Walk into any grocery store and one is bound to see, and possibly purchase, products contained in aseptic packages – liquid food and beverage cartons made of several layers of paper, lined with aluminum, and coated with low density polyethylene, a plastic coating that prevents aluminum from contacting the food contents. The use of aseptic packages continues to increase by 6 to 8% every year, but waste management and recycling systems have not caught up to pace. The main challenge in recycling used cartons is in the separation of the aluminum lining from the polyethylene coating, or handling the aluminum and polyethylene mixture.
Researchers from Kaunus University of Technology conducted life-cycle assessments (LCAs) on several waste handling scenarios of aseptic packaging in order to quantify the environmental impacts. The main focus of the study, published in Waste Management & Recycling, is on the post-consumer stage of the carton life cycle. The researchers identified three likely end-use scenarios for the LCAs. The first scenario entailed paper recovery and polyaluminum waste placed in landfills. Paper is recovered, and the aluminum and polyethylene are separated for recycling and production of paraffin, respectively, in the second scenario. In the third scenario, paper is recovered, and roof shingles are made of the remaining polyaluminum composite. The three scenarios were were compared to the current scenario of cartons ending up in the landfill.
Their findings for the LCAs were supplemented with carbon footprinting, which is a measure of the total amount of carbon dioxide emissions directly and indirectly associated over the life stages of the products in the four scenarios. Recycling only the paper resulted in an 11% decrease in overall CO2 emissions, whereas scenarios 2 and 3 provided 37% and 47% reductions, respectively. However, the cost-effectiveness of scenarios 2 and 3 depend on the market value of the co-products, which are products such as paraffin and aluminum from scenario 2 and roof shingles from scenario 3, made from the recycled aseptic packages (ie: paraffin and aluminum from scenario 2, and roof shingles from scenario 3). Furthermore, the processes that are necessary for making these co-products relies on a steady stream of aseptic packages routed for recycling rather than going straight to the landfill since the cartons are second-hand “raw materials” for the resulting co-products.

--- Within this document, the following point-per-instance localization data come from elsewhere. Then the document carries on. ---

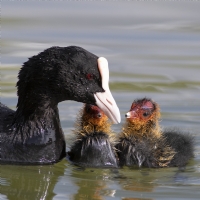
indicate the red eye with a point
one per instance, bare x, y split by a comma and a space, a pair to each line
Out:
89, 76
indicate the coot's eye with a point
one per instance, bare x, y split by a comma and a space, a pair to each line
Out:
89, 76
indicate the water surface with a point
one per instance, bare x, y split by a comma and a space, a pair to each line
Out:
153, 50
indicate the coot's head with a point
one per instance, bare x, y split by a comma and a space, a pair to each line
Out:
66, 73
143, 111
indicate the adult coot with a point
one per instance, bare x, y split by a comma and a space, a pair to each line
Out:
32, 134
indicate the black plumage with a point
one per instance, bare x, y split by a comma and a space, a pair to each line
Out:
32, 134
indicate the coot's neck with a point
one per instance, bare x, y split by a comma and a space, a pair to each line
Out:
35, 116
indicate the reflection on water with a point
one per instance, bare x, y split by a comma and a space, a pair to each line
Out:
30, 182
153, 51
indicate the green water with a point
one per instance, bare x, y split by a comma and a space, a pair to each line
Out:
153, 50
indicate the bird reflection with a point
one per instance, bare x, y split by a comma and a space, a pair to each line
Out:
92, 184
30, 182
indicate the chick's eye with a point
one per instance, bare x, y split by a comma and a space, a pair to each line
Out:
145, 114
89, 76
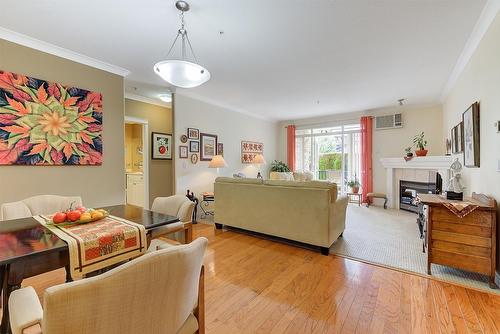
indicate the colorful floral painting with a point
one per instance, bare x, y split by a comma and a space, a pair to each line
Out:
45, 123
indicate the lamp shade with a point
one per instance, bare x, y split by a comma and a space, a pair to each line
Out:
217, 162
259, 160
182, 73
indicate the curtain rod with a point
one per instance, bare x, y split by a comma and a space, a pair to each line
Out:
327, 122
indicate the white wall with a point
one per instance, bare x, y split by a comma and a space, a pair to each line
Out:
231, 128
480, 81
387, 143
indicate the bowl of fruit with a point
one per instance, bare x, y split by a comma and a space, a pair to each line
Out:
80, 215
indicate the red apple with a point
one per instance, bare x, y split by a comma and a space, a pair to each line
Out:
81, 209
74, 215
59, 217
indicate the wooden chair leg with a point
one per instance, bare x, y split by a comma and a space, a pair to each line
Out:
199, 312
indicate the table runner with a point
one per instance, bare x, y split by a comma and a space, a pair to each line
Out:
99, 244
460, 209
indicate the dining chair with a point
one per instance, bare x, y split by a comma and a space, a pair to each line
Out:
38, 205
179, 206
159, 292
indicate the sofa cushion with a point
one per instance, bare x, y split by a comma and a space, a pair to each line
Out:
238, 180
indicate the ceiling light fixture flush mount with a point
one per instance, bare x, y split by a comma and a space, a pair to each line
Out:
182, 72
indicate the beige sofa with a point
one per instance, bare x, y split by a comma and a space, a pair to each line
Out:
306, 212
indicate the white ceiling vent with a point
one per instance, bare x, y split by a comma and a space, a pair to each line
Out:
388, 122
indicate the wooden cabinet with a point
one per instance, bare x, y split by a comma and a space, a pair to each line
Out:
467, 243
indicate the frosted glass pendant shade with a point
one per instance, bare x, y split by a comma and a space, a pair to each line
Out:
182, 73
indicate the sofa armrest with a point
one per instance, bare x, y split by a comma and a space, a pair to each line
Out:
25, 310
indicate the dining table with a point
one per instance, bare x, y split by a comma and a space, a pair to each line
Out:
27, 248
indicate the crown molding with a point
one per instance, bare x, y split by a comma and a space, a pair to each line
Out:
55, 50
144, 99
227, 107
487, 16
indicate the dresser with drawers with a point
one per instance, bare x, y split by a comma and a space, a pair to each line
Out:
467, 243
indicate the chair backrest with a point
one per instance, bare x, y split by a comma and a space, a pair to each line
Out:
38, 205
177, 205
154, 293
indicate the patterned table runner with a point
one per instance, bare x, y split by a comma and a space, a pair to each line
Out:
99, 244
460, 209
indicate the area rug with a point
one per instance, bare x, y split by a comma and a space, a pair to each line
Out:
390, 238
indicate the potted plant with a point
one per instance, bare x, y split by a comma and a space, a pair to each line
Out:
420, 143
354, 185
408, 151
280, 171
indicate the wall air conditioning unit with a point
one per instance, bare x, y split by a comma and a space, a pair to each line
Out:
388, 122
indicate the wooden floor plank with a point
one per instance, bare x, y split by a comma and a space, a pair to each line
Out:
255, 285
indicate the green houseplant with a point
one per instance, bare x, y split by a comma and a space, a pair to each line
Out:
420, 143
279, 166
354, 185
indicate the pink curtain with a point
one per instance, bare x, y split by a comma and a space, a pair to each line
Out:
290, 144
366, 156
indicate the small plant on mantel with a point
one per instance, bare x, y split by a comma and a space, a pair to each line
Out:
279, 166
354, 185
420, 143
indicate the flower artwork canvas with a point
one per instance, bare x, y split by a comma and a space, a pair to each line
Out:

Packaging materials for consumer products are designed to be disposable, but companies are now finding potential uses and value in recovering waste materials for recycling or using as inputs to co-products, which is the essence of industrial ecology. The scenarios provided in this study are viable options in varying situations based on technical or market limitations – technical limitations in separating the aluminum from the plastic coating in a cost effective way, and market limitations in finding buyers for co-products. If recycling and capturing as much reusable materials is the end goal, then scenario 3 offers the greatest reductions in CO2 emissions as well as producing a product with a longer lifespan (ie: roof shingles). Tools such as LCA and carbon footprinting provide a quantitative framework through which researchers and various industries can gain information to determine how limited resources can be spared and used in sustainable ways, which leads to efficiencies and cost savings for producers and consumers. This study provides a simple but effective example of the principles of industrial ecology, and can serve as a model for future studies on other consumer products and waste.